Archiv

Schlagwort-Archive: Überwachung

tl;dr In der Diskussion über eine Gesellschaft unter Überwachung dominieren bisher technische Antworten auf technische Fragen. Die Zivilgesellschaft bleibt weitgehend außen vor. Sie steht vor wichtigen Fragen.

Seit dem Jahr 2013 ist bekannt, dass Geheimdienste uns alle längst in vorher nicht vorzustellen gewagtem Ausmaß überwachen. Auch andere Stellen sammeln alle Daten, derer sie habhaft werden können. Mit jeder zusätzlichen Enthüllung malen wir weiter an diesem hässlichen Bild. Empört, versteht sich.

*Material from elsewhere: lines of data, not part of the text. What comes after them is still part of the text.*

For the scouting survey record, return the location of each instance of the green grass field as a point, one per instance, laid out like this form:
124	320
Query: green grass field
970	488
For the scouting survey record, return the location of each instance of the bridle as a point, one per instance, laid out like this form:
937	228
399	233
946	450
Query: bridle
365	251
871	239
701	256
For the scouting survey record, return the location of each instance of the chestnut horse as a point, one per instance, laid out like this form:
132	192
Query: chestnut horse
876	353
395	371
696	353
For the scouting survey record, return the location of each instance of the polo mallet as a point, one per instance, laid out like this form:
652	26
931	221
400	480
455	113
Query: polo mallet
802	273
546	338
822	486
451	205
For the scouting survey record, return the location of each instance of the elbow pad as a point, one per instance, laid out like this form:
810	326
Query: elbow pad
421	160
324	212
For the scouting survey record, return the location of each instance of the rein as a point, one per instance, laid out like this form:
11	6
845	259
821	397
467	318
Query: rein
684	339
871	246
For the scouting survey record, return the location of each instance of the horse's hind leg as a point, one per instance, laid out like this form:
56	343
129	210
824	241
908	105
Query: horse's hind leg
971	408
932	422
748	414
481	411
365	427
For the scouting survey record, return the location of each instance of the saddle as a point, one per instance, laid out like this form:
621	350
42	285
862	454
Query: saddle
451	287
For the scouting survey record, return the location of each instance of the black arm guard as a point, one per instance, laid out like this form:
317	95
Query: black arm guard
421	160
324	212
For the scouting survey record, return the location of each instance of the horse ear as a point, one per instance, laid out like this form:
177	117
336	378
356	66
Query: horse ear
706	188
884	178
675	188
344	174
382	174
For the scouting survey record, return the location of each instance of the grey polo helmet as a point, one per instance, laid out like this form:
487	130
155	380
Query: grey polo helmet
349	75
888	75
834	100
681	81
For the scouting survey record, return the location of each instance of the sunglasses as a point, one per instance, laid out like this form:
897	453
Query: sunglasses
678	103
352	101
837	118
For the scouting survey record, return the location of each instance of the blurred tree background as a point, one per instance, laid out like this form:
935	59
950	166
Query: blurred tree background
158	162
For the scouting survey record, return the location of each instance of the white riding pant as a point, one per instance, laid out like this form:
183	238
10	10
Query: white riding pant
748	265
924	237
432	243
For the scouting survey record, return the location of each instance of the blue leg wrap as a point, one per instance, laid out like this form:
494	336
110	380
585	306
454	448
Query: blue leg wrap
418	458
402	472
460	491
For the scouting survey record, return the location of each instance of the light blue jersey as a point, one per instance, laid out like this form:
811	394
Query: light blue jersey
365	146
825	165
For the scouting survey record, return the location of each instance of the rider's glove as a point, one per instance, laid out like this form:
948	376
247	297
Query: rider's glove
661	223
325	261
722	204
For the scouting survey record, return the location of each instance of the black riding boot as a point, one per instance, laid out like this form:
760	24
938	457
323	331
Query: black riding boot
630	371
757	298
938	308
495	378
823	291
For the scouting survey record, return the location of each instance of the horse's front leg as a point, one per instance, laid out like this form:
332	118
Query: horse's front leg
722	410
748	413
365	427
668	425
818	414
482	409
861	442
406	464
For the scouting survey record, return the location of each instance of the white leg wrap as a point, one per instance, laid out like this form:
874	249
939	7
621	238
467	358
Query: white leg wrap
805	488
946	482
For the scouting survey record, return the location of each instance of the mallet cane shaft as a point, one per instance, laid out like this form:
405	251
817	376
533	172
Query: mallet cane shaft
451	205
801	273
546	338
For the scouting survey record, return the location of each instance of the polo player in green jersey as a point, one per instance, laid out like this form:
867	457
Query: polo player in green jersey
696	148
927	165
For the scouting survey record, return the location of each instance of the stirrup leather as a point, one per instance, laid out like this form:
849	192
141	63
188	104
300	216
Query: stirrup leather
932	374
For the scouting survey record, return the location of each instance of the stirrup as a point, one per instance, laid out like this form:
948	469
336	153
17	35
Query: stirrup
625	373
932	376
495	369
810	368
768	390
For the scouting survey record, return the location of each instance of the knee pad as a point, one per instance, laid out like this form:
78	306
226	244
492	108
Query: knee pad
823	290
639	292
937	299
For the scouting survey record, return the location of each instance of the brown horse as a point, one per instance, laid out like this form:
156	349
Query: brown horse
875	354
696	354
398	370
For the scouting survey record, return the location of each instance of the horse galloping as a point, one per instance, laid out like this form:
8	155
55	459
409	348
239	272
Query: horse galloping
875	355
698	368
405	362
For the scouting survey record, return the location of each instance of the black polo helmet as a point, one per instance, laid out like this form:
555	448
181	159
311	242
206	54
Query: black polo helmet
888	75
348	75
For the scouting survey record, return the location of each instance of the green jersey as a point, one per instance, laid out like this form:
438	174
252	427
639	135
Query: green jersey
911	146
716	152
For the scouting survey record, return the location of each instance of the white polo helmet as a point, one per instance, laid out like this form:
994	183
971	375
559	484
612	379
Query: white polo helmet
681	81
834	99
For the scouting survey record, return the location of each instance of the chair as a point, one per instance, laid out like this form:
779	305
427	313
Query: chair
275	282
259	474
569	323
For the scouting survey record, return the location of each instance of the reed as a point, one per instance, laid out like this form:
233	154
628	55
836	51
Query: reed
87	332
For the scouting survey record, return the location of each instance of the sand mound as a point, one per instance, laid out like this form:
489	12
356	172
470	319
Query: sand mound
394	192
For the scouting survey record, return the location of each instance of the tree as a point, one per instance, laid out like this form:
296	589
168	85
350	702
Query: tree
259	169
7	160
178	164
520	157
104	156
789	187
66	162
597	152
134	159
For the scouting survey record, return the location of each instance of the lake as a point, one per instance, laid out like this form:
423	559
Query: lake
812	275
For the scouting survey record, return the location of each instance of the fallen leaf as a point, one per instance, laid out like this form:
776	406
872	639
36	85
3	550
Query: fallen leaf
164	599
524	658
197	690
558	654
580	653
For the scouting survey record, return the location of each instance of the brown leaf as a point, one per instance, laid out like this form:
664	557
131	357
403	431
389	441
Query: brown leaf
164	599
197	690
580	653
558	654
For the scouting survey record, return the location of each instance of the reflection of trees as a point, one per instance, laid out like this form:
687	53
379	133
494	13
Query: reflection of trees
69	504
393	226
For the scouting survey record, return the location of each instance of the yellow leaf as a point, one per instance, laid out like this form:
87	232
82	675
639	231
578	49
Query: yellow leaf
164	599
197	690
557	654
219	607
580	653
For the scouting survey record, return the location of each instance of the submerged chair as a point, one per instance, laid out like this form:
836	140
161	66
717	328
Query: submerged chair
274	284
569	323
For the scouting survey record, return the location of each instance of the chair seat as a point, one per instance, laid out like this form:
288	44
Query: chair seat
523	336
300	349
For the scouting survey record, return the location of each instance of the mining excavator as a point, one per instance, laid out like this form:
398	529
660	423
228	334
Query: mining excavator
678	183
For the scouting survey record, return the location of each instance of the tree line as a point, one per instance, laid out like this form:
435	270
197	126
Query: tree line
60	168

Die ersten Antworten haben wir auch schon. So naheliegend wie letztlich nutzlos. Auf Überwachung reagieren wir mit Verschlüsselung. Auf die Gier nach Daten reagieren wir mit dem Verstecken von Daten. Das mag uns kurzfristig Erleichterung verschaffen. Es erhöht die Hürden für unsere Gegner. Doch es löst das Problem nicht. Denn es folgt der Logik unserer Gegner. Es macht das Problem der Überwachung zu einer Frage der Technik.

Das erklärt vielleicht auch das relative Desinteresse in der breiten Bevölkerung: Sie sieht sich zum Gegenstand eines technischen Wettlaufs gemacht, bei dem sie weder die eine noch die andere Seite sinnerfassend einzuschätzen weiß. Überwachung als Naturgewalt statt als gesellschaftliches Thema. Es kommen bestimmt auch wieder schönere Tage.

Technik kann in einer Gesellschaft ein Mittel zur Verwirklichung von Antworten auf Fragen sein. Technik ist gesellschaftlich jedoch weder als Frage noch als Antwort selbst geeignet. So auch hier. Bevor wir zur Technik kommen, brauchen wir Fragen und Antworten.

Was bedeutet es für das gesellschaftliche Miteinander, dass sehr viele Daten einer unbekannten Vielzahl von Menschen zugänglich sind? Welche Regeln wollen wir uns für den Umgang mit fremden Daten geben? Wen wollen wir dafür in die Verantwortung nehmen? Das sind nur einige der dringendsten Fragen.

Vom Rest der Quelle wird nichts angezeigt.